Looks like a new test case scenario for libraries that handle time/date.



Well at least the datetime library would be a perfectly reasonable place to handle leap seconds. The place that outputs the timestamp to a human readable format wouldn’t at all be that hard pressed to add a second when printing out the local time with timezone considered. It really wouldn’t add that much complexity.

Could you imagine if anyone was stupid enough to think the right place to handle such a thing was the internal counter of seconds rather than the datetime library though? Ha! That’d be ridiculous right! Imagine all the bugs if someone put something that’s only relevant to local timezone time printing there! It’d cause so many unexpected bugs!


Am I misreading something, or isn't that already in 1,000 years?


You are correct, I made a typo in the grandparent comment - it should have been 1k years. Unfortunately I can no longer edit.

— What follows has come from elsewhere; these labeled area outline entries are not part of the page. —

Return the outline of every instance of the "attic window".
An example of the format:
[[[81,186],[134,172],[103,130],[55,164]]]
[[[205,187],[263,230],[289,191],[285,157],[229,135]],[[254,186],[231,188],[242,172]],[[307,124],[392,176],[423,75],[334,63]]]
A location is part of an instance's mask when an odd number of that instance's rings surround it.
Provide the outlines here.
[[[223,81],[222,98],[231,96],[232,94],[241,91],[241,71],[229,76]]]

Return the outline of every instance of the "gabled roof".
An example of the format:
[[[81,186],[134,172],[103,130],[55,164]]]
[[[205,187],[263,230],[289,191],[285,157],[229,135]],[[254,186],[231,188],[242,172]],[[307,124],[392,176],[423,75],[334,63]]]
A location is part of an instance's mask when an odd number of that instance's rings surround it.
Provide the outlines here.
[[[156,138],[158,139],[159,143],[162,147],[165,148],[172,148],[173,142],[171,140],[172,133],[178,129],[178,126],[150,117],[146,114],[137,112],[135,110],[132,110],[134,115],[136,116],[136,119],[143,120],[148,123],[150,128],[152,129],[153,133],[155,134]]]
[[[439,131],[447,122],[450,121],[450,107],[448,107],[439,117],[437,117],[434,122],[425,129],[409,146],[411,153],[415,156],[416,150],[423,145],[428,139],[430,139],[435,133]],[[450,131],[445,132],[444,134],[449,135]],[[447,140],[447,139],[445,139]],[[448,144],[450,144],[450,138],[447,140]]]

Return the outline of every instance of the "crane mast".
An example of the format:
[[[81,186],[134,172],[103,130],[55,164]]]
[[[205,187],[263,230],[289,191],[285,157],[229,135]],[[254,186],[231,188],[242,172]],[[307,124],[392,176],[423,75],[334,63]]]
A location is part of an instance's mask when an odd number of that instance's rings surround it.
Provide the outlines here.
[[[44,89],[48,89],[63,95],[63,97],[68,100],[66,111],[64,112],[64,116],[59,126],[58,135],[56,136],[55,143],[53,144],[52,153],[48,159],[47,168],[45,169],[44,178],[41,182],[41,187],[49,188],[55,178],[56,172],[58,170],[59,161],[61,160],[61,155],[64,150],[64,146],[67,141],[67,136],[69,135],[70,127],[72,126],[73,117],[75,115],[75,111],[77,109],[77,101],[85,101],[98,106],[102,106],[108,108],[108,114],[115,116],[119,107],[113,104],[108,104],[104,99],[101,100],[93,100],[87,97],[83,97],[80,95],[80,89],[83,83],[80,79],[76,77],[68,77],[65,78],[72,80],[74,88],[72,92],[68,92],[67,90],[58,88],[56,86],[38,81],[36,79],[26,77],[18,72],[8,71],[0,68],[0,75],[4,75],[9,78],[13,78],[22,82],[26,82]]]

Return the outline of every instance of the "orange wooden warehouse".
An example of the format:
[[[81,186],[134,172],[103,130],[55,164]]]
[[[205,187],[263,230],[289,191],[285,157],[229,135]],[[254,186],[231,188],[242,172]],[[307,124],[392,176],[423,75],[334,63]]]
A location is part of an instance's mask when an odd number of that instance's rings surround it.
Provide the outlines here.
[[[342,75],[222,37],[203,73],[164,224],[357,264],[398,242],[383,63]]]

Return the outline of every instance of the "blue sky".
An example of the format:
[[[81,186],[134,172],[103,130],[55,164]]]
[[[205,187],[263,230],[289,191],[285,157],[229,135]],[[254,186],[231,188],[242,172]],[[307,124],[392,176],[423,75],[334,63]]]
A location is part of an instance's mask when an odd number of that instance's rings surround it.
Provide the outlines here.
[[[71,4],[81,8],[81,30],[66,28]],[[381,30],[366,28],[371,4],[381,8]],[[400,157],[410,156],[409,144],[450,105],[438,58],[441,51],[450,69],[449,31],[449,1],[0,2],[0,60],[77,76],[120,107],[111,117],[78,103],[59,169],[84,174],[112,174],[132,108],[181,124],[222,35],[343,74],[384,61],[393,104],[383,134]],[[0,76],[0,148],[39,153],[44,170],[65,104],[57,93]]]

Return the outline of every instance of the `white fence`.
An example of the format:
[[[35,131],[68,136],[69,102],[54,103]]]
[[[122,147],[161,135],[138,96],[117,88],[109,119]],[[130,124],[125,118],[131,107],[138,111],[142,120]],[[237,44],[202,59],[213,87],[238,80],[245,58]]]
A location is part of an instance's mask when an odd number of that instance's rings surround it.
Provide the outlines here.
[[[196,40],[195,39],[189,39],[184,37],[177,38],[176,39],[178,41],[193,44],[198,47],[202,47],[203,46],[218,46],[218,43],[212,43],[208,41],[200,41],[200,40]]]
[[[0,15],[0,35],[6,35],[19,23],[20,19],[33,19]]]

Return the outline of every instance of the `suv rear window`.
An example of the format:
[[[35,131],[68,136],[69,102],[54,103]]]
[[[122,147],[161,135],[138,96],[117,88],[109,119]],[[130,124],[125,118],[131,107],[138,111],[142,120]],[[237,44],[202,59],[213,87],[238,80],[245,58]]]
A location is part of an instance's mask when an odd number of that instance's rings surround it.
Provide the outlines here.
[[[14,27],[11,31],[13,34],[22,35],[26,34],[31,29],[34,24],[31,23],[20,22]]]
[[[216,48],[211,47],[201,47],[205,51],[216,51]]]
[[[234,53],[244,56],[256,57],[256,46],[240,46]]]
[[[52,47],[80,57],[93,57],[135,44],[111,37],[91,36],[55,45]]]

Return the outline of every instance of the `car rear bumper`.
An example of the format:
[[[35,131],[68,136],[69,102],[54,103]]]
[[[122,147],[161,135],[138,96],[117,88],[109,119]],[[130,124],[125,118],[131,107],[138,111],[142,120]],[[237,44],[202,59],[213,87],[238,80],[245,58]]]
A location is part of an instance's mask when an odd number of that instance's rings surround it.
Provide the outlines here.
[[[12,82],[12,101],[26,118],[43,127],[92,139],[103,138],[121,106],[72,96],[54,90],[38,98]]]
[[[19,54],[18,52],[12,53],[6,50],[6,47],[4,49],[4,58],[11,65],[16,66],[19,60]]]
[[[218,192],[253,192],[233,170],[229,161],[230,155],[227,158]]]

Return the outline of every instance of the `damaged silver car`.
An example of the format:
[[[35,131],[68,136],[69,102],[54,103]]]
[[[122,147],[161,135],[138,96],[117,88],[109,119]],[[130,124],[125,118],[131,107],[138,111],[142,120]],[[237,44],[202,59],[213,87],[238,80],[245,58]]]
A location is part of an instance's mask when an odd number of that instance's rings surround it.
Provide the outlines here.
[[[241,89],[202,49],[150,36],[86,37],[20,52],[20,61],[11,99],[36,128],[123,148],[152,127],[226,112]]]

At 10^78 years we could use 512 bit time stamps and be safe from overflow and measure all the way down to Planck time.


Time is so /weird/ that I don't know how computers will ever wrangle it comprehensively.

Just consider the weird but valid scenario in relativity where A can occur before B, B before C, and C before A. I'm not sure how you would wrangle something like that in a data format.


Can that happen in relativity? How?


I’m guessing for different observers. No idea how for a single observer all those could possibly be true


Insertion of a leap second every month.